Description
Students already “DIY” and build an unbundled education and training path for themselves, demonstrating a clever and productive approach to lifelong learning. Despite this, institutions of higher education and businesses typically ignore or even problematize this behavior, viewing mixing-and-matching as a lack of degree commitment or with skepticism and reimbursement ambivalence.
New Models of Higher Education: Unbundled, Rebundled, Customized, and DIY instead views this as the future of higher education: students mixing and matching education and training throughout their careers to reach personal and professional goals. The book considers the practical ways in which institutions of higher education, education technology companies, and workplaces can better respond to, and enable, this new way in which education and training are engaged and consumed. Covering a wide range of topics such as assessment, personal success, and education paradigms, this reference work provides examples and recommendations for policymakers, administrators, university presidents, academicians, practitioners, scholars, researchers, instructors, and students.
Reviews and Testimonials
Brower and Specht-Boardman have curated a valuable collection that explores key discussion topics for the future of higher education. The collection’s contributors are a mix of academics and professionals who address a comprehensive range of subjects including how higher education is struggling to adapt to the needs of modern society, what policy barriers are preventing alternative credentials from becoming mainstream, Accreditation of Learning Outcomes (ALO), student support services, and more. This is a forward-thinking collection that examines the current state of higher education with honest and realistic interpretations of the past while providing a foundation for future opportunities. The tone of this collection encourages readers to be open-minded as they envision the future. This is a must-read book due to the collection’s honest, clear, and broad approach to conversations relevant to the future of higher-ed without proselytizing a "follow this model or fail" mentality.

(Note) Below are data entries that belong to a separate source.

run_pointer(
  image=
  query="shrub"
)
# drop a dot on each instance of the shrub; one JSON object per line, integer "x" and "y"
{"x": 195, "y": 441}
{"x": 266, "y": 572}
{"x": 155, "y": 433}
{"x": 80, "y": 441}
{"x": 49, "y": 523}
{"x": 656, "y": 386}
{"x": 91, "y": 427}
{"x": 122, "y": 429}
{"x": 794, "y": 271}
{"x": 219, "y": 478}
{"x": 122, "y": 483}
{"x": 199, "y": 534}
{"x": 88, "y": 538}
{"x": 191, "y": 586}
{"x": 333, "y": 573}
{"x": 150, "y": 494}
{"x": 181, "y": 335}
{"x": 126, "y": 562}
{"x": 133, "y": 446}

– Evan Kropp, University of Florida
I’ve recommended that our academic leadership team read the book. We have a COP model, and a book like this has an abundance of content that applies across a PCO unit that serves an incredible varied audiences. It will encourage agile thinking at a time when we are reinventing our learning models, serving more diverse learners than we have in our history as an organization.
– Jen Schwedler, UC Davis
Author's/Editor's Biography
Aaron Brower (Ed.)
Aaron Brower is the founding Executive Director for the University of Wisconsin Extended Campus, and the Senior Associate Vice President for Academic Affairs at the UW System. UWEX has built a national reputation for award-winning innovative online programs for adults and professionals. Among UWEX’s innovations is the UW Flexible Option, the first-in-the-country (and still only) competency-based educational program run throughout an entire statewide system. From 2012-2018, Brower served as Provost of UW-Extension (and Interim Chancellor of UW Colleges and UW-Extension during 2014). From 2007-2021, he was UW-Madison’s Vice Provost for Teaching & Learning. Brower remains a tenured professor at UW-Madison’s School of Social Work. Brower earned a dual Ph.D. in Psychology and Social Work in 1985 from the University of Michigan. Brower has written 5 books, more than 50 peer-reviewed articles and book chapters, and received over $18M in grants to support his work. His scholarship demonstrates the academic and social outcomes produced when colleges blend in- and out-of-class learning – engaging the whole university to support the entire student. His current work, and the subject of this book, develops a new educational approach that encourages people to customize the unbundling and rebundling of their education and training throughout their lives.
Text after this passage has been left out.